CoSTI: Consistency Models for (a faster) Spatio-Temporal Imputation
This work addresses efficiency issues in generative imputation for real-time applications like healthcare and traffic management, representing an incremental improvement over existing methods.
The paper tackled the problem of slow inference times in multivariate time series imputation by proposing CoSTI, an adaptation of Consistency Models, which achieved up to a 98% reduction in imputation time while maintaining performance comparable to diffusion-based models.

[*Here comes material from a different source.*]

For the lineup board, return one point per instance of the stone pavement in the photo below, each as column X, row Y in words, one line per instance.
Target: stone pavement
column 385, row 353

Multivariate Time Series Imputation (MTSI) is crucial for many applications, such as healthcare monitoring and traffic management, where incomplete data can compromise decision-making. Existing state-of-the-art methods, like Denoising Diffusion Probabilistic Models (DDPMs), achieve high imputation accuracy; however, they suffer from significant computational costs and are notably time-consuming due to their iterative nature. In this work, we propose CoSTI, an innovative adaptation of Consistency Models (CMs) for the MTSI domain. CoSTI employs Consistency Training to achieve comparable imputation quality to DDPMs while drastically reducing inference times, making it more suitable for real-time applications. We evaluate CoSTI across multiple datasets and missing data scenarios, demonstrating up to a 98% reduction in imputation time with performance on par with diffusion-based models. This work bridges the gap between efficiency and accuracy in generative imputation tasks, providing a scalable solution for handling missing data in critical spatio-temporal systems.